Let us suppose, for the sake of argument, that I am a fervent believer in the Flying Spaghetti Monster. And let us further suppose that I am utterly convinced that the tenets of the Pastafarian Church not only represent the present pinnacle of human progress, but are guaranteed to remain valid and morally definitive for so long as our species shall fail to evolve. And finally, let us also suppose that many of the classics of the science fiction and fantasy genre are deemed to infringe in a variety of ways upon the tenets of Pastafarianism. Am I then justified in claiming that these works are not classics, indeed, cannot be considered classics because they violate the Pastafarian sensibilities that every right-thinking human being knows are true?

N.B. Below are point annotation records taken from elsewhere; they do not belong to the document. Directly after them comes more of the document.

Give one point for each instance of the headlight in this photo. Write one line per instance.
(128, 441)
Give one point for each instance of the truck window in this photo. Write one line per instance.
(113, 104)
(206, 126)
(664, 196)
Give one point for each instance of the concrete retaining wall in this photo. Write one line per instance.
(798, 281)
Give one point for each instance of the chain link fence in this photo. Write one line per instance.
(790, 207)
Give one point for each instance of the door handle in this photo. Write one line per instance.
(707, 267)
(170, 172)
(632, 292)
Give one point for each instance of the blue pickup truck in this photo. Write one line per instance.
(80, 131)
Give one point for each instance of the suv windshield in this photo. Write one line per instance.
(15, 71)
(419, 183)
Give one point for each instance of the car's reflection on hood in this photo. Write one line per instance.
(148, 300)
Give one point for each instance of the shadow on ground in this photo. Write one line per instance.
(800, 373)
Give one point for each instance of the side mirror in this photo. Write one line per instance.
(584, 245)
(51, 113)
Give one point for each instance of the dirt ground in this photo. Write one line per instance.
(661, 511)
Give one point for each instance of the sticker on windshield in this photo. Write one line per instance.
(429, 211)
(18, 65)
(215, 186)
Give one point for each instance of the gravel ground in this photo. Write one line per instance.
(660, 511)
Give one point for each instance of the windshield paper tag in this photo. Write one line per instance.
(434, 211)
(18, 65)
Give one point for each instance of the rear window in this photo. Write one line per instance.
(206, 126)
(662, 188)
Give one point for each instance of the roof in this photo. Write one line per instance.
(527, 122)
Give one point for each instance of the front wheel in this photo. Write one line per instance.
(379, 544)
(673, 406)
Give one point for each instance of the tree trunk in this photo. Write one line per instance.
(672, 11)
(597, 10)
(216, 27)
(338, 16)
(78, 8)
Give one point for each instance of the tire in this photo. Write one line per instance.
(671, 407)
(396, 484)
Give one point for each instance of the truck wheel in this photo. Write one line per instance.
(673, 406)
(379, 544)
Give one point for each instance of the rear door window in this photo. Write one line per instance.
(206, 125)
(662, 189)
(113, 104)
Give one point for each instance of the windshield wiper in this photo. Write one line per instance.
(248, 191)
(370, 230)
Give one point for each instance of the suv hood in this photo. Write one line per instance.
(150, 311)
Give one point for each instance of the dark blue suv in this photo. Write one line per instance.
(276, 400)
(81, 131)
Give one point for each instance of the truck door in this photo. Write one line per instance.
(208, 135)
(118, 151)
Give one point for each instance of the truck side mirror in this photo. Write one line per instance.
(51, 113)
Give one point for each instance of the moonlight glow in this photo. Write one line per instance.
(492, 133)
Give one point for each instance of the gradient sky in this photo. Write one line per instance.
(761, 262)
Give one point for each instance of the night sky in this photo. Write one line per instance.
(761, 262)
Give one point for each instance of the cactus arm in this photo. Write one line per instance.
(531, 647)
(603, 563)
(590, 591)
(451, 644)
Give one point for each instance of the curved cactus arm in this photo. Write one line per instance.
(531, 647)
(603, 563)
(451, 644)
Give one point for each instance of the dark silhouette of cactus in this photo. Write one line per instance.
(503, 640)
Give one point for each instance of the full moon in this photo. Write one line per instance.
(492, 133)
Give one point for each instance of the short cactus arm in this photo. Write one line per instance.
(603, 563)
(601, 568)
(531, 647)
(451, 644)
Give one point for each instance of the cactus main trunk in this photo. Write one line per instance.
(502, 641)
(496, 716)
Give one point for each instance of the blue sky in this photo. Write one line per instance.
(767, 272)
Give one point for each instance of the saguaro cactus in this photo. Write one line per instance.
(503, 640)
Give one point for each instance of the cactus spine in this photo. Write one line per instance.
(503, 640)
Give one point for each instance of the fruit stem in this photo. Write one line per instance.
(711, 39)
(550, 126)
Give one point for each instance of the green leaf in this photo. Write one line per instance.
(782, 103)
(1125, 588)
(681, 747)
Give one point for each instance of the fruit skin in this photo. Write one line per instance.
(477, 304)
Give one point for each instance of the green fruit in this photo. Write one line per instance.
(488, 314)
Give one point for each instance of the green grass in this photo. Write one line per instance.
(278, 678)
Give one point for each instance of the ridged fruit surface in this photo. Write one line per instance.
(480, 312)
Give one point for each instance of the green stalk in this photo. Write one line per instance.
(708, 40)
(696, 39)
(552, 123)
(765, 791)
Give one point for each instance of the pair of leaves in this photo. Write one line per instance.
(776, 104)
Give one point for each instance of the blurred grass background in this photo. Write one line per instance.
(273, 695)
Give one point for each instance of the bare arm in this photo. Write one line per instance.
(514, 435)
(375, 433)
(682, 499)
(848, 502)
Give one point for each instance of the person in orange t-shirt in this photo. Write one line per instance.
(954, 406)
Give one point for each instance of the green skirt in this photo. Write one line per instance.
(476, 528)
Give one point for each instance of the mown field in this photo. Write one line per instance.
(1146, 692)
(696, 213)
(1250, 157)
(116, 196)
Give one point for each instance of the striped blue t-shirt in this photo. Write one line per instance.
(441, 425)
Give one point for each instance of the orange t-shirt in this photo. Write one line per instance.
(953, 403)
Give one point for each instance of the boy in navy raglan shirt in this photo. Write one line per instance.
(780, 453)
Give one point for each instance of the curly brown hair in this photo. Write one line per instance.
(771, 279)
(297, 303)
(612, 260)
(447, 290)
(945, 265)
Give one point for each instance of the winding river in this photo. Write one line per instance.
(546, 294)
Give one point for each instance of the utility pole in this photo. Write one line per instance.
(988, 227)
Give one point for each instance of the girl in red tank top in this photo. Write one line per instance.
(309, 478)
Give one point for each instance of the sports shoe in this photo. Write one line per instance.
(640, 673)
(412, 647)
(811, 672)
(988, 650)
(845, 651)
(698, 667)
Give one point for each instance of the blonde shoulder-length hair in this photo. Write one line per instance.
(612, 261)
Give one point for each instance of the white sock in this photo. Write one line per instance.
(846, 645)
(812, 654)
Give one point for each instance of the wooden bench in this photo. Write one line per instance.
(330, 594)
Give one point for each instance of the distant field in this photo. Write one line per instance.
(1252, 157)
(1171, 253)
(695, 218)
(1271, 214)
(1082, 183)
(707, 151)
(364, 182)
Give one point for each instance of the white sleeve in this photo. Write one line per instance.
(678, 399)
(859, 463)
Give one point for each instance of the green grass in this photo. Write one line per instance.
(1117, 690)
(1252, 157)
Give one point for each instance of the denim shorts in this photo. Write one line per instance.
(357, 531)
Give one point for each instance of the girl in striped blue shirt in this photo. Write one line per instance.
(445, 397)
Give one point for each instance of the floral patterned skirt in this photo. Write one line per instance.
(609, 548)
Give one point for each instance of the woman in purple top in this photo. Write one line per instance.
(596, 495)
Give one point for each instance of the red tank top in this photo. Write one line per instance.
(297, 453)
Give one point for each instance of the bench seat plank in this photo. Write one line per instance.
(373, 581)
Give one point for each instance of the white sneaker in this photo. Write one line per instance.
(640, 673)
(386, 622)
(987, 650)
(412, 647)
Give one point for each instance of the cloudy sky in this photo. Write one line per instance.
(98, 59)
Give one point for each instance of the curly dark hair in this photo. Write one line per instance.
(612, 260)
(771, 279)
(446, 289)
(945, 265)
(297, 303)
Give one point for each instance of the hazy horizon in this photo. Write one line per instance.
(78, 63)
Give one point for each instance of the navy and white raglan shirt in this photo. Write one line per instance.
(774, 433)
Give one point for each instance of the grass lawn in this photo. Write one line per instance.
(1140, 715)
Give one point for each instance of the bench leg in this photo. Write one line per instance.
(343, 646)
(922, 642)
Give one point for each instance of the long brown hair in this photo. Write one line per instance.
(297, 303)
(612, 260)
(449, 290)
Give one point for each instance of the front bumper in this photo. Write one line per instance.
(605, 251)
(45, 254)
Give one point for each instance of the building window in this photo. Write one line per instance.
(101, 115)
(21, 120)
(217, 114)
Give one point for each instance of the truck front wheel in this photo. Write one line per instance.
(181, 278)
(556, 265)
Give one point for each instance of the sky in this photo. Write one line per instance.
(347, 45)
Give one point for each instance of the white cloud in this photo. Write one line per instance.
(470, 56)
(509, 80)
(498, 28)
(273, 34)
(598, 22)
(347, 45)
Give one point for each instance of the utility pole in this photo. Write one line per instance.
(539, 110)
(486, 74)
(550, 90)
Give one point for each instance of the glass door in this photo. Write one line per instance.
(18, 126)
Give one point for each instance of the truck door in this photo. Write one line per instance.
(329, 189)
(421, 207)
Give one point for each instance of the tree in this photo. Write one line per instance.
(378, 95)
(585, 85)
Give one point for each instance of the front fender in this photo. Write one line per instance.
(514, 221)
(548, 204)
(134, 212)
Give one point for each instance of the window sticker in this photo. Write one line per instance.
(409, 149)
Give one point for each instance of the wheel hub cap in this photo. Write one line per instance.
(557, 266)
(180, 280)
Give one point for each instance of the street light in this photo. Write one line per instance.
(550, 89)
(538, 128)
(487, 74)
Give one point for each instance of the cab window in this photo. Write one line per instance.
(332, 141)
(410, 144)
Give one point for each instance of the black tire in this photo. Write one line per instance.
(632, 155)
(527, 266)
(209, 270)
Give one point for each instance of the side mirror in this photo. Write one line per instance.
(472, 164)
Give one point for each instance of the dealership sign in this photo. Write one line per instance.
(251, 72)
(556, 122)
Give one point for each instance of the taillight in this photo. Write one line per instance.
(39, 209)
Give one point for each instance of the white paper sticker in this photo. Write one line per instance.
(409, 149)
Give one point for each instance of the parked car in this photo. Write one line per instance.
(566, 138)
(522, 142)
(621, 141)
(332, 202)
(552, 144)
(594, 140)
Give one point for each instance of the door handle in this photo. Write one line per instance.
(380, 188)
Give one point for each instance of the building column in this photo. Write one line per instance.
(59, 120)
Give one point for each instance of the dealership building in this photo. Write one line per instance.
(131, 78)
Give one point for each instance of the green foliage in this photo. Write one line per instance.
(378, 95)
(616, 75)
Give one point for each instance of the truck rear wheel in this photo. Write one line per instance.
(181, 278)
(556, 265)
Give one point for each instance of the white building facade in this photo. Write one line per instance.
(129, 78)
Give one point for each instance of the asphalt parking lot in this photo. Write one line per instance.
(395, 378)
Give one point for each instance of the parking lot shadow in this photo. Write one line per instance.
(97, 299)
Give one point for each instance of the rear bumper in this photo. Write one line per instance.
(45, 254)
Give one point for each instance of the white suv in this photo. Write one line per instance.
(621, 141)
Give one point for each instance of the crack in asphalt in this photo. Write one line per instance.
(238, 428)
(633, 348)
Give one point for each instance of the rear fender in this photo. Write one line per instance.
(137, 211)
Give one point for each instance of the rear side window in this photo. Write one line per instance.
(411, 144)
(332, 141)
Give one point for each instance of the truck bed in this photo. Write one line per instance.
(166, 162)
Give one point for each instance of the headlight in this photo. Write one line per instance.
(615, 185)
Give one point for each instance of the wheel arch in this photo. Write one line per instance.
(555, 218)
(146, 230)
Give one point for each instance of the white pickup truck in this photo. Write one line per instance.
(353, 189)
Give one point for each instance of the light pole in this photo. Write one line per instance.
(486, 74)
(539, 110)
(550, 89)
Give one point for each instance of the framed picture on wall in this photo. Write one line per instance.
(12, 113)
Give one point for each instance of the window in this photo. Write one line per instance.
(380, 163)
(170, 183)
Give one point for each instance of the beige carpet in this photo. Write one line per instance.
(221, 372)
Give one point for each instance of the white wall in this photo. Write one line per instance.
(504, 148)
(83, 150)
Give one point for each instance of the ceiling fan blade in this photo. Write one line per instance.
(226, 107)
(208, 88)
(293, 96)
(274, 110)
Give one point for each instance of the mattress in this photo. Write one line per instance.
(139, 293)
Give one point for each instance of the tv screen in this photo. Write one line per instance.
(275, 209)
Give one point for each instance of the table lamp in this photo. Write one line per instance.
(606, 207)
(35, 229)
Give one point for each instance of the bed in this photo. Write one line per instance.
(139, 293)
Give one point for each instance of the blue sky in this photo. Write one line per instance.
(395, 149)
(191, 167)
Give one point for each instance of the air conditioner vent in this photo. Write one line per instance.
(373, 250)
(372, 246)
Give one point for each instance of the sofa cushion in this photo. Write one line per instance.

Am I perhaps even justified in claiming that no one should be permitted to read, much less enjoy, works that offend fundamental human decency as defined by the true interpretations of the various blots and sigils left to humanity by the Flying Spaghetti Monster as he passes overhead in all his noodly goodness?

Even if we cannot justify these things, surely I, as a fine, upstanding human, Pastafarian, and scholar, cannot be expected to slog my way through any literary work that is insufficiently respectful of the societal mores that, if not necessarily dominant today, are assured to one day be accepted by all of humanity in the fullness of time!